The legal NFL free agency tampering period begins in less than two weeks (remember, Trent Brown was secured in the first hours of the tampering period, so that countdown is important). While the focus for Raiders’ fan is on who the team may spend its $50 million-plus in salary cap room on from the outside.
We have covered and will continue to cover that aspect as free agency approaches. But, in this post, we want to discuss the Raiders’ own free agents and whether they will have a chance to make the move to Las Vegas.
Here they are ranked in order:
Daryl Worley: Just because he’s the top player on this list, it doesn’t mean he is a high priority. It’s not a great list but I do think Worley is decent having started 15 games last season and he is only 25. He is far from perfect and he is definitely a No. 2 (maybe No. 3 on a good defense) rather than a top cornerback.
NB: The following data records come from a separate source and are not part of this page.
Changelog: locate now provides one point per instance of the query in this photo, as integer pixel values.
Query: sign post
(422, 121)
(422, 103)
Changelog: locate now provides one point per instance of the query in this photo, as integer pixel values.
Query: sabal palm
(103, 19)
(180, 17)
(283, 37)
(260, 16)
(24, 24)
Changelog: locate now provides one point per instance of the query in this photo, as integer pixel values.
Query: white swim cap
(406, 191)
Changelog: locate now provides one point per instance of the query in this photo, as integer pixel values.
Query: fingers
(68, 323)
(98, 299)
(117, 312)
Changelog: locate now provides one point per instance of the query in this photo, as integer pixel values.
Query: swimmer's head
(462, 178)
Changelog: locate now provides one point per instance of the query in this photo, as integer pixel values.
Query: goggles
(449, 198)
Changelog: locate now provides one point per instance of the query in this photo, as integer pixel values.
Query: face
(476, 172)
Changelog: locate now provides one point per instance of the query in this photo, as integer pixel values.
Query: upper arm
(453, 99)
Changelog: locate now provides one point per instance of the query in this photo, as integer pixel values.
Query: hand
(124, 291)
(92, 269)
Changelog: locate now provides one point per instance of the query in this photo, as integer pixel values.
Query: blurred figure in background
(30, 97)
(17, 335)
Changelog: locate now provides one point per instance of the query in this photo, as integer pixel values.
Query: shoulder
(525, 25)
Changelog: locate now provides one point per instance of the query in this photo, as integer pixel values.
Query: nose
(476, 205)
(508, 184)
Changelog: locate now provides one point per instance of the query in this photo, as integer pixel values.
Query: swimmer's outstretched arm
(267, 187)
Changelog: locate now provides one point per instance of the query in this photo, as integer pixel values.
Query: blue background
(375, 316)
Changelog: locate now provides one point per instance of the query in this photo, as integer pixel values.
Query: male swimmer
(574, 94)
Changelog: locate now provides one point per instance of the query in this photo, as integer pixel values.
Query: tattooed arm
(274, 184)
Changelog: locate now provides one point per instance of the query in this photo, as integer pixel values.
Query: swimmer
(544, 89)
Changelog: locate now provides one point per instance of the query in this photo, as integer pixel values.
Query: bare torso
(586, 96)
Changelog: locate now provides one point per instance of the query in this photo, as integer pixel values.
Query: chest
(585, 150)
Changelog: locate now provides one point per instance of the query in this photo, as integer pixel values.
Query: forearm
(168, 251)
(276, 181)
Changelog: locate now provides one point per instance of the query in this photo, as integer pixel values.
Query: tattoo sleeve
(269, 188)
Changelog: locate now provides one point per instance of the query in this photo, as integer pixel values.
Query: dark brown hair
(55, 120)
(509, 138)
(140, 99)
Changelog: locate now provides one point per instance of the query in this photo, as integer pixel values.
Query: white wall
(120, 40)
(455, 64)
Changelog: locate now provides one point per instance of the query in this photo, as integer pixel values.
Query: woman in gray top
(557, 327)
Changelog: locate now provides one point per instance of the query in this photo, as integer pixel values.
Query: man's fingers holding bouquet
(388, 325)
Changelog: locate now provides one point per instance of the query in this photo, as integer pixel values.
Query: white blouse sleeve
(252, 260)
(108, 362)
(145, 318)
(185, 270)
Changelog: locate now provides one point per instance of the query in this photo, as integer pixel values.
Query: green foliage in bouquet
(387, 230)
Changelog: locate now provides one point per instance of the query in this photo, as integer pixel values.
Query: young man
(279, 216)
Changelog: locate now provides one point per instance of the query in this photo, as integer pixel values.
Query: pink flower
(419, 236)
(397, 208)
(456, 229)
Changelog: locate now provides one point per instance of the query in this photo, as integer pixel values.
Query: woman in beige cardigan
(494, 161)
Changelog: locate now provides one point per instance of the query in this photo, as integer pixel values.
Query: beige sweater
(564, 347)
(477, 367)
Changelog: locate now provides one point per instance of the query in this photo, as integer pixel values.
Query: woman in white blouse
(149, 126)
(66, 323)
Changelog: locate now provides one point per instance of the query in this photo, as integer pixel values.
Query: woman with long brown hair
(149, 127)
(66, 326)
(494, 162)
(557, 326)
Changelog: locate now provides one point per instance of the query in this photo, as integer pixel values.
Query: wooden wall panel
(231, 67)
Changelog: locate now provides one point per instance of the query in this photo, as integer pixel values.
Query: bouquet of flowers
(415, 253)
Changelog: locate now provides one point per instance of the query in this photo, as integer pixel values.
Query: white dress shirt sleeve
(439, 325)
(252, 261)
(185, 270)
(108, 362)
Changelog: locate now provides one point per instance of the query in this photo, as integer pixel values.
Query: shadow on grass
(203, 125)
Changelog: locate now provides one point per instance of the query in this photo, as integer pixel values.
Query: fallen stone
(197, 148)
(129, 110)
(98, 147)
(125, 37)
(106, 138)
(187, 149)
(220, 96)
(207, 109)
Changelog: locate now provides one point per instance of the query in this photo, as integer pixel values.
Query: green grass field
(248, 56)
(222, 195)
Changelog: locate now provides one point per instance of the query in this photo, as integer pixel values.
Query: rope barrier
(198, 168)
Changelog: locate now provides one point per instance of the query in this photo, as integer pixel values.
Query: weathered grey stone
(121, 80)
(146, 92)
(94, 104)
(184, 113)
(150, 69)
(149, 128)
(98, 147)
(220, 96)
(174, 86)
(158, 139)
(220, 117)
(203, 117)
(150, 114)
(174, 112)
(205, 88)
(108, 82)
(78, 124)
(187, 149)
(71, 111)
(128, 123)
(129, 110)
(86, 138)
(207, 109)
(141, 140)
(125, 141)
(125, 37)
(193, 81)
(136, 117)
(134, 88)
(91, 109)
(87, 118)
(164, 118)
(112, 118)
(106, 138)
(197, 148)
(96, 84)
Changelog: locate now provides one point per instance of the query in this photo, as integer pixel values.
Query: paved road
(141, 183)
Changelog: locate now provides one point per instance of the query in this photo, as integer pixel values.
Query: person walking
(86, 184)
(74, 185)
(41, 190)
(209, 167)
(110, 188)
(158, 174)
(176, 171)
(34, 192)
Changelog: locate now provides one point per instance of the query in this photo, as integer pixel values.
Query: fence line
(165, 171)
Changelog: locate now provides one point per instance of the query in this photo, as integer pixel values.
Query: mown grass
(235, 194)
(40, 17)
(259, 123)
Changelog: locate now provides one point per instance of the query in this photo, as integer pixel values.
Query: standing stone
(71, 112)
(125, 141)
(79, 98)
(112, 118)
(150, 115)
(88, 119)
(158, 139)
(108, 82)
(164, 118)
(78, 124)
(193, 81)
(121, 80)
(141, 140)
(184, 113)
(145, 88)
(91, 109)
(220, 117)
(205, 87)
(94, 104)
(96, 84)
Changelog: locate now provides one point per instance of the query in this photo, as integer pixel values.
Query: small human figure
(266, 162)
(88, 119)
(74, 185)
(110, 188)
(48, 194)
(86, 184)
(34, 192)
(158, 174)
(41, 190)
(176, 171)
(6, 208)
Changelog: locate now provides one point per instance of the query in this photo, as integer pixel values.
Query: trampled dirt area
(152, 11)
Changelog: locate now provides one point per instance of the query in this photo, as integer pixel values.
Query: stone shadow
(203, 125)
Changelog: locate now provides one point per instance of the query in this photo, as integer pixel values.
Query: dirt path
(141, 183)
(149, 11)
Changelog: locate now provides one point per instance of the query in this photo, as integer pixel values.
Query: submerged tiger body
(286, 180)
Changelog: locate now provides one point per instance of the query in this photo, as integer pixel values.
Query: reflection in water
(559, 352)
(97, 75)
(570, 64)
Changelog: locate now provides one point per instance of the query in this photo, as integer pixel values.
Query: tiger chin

The Raiders are reportedly trying to get better at the position this offseason, which means that Worley may be allowed to walk. Cornerbacks routinely get overpaid in free agency and that could be the case with Worley on the open market.
Karl Joseph: I could see where some people would rank Joseph over Worley. But the truth is, Joseph just hasn’t worked out after being the No. 14 overall draft pick four years. Yes, he can hit a little bit. Yes, he has made some strides and, yes, he is better in Paul Guenther’s system than in the previous system. But is he really a player who you can count on to become a true starter and one who can stay healthy for the long term? I doubt Joseph will command a big deal on the open market, so perhaps he will be brought back at a good price. But I’d like to see the Raiders upgrade at safety.
Dion Jordan: The No. 3 overall draft pick in 2013 flashed some for the Raiders late last season. He had two sacks and five tackles in seven games with the Raiders. Jordan, whose career has been affected by NFL suspensions, is athletic and perhaps he could be a rotational player for the Raiders in 2020, and shouldn’t be expensive to keep.
DeAndre Washington: The fifth-round pick in 2016 is similar to Jalen Richard (who was an undrafted signing in 2016), but he has been less effective. Yet, Washington had his moments last season when he helped beat the Chargers in December with 85 rushing yards with rookie starter Josh Jacobs hurt. Washington had 308 yards and 36 receptions. If the Raiders add a bigger backup, they likely won’t keep both Richard (he’s already re-signed and will stay) and Washington. But if Washington stays, it wouldn’t be the worst thing for the Raiders.
Benson Mayowa: He’s just a guy, but he does have some pass-rush burst. But Mayowa lost playing time as the season went on, even though the Raiders were lacking at his position. He probably won’t be a high priority for the Raiders. Mayowa’s seven sacks last season could perhaps get him a decent deal on the open market, according to an NFL source.
Will Compton: Compton took time away from starter Tahir Whitehead after he was signed mid-season. Compton is a smart, love-of-the-game type that Jon Gruden appreciates so he could be back, but the Raiders will likely look for an upgrade first.
Jordan Devey: He was signed last year to be a top backup, but missed the final 12 games with a torn pec. The Raiders recently re-signed Denzelle Good to be a top backup, but Devey could possibly come back a backup again.
Vontaze Burfict: He may be listed much higher on other people’s lists but I just don’t see the point of re-signing him. The NFL won’t hesitate to suspend him if he sneezes too loud on the field. I just think the Raiders should go in another direction at linebacker.
Conclusion: As you can tell, there aren’t a lot of must-retain players on this list. Every one one is replaceable. Perhaps the losses of Worley and Joseph would hurt if the Raiders don’t sufficiently replace them, but neither loss would be crushing. So, the Raiders are good shape here — they can cherry pick their own free agents and let others the move on.